Don’t roll your eyes. Get over your Blue Nun/Black Tower prejudice. I’d urge you to try German Riesling because it’s delicious, but I fear you’ll be more impressed if I tell you it’s cutting-edge. That, after all, is what we want to know—what’s now and happening. (Do you really think clunky square-toed shoes make your feet look better than those with slimming, tapered toes? You just wear them because that’s what fashion dictates, you slut.)
Your sommelier knows that German Riesling in its semidry form currently represents the best white wine value and that it’s the most food-friendly wine on the planet. The classic ′04 vintage affords a great opportunity to get aquainted with it.
Let’s deal with the allegedly vexing problem of sweetness. Many relatively sophisticated drinkers insist that they only like dry white wines. But the fact is that a superripe, low-acid California Chardonnay imparts more sweetness on the palate than many German Rieslings, in which the residual sugar is balanced by a bracing jolt of acidity—which reminds you, if you’ve ever had the experience, of inhaling a small electric eel. After years of going back and forth, the best German makers have learned to balance these two elements—and while superdry (trocken) Riesling continues to attract German winemakers playing against their own strengths, it can be mouth-puckeringly unpleasant.
Get over your fear of residual sugar.
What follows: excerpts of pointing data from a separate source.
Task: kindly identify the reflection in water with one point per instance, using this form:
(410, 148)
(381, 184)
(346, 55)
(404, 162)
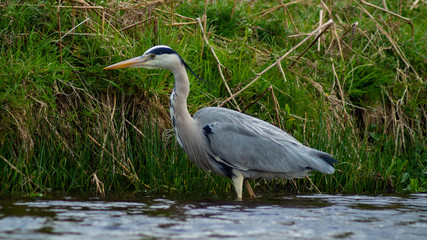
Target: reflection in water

A touch of sugar is the perfect complement to most Asian cuisines, especially those dishes with hot pepper. Dry whites turn nasty and bitter in the presence of lemongrass or sweet-and-sour sauce. Given the way we eat now, German Riesling is a far more useful food wine than white Burgundy. (German sweet dessert wines are glorious—but that’s another story.)
Concentrate on the Kabinetts, Spätlesen, and Auslesen—the middle three of the seven official categories of ripeness. Kabinetts are light, refreshing, and low in alcohol and range from dry to semidry—I especially like those from the Mosel region. Spätlese grapes are picked later; the wines have more body and richness and are often slightly sweeter. Finally, the even riper, richer Auslesen can also be drunk with your more robust starters or even your main course. Sweetness varies in these
two categories, generally in inverse relation to the alcoholic strength listed on the label. A Spätlese with 8 percent alcohol will have more residual sugar than one of 11 percent. But don’t worry too much about it. Explore.
One of the reasons wine professionals love Riesling is that no grape (other than Pinot Noir) seems to have a greater ability to communicate the differences between individual vineyard sites. (The French call this terroir.) Riesling is the carrier not just of its own grapey DNA but the signature of the soil, subsoil, and even bedrock in which it was raised. Germany’s major wine regions present huge variations in geology, providing endless sources of study and tasting debate among well-lubricated professionals. But anyone with taste buds can easily detect, in various combinations, such fruit flavors as lemon, lime, green apple, grapefruit, apricot, and even pineapple in the glass—the latter flavors more likely in the later-harvest Spätlese and Auslese. But what makes German (as well as Austrian and Alsatian) Riesling profound, like great Chablis, are the permutations of minerality. All have a vibrating, zingy acidity that focuses the other flavors in the wine as well as in your food.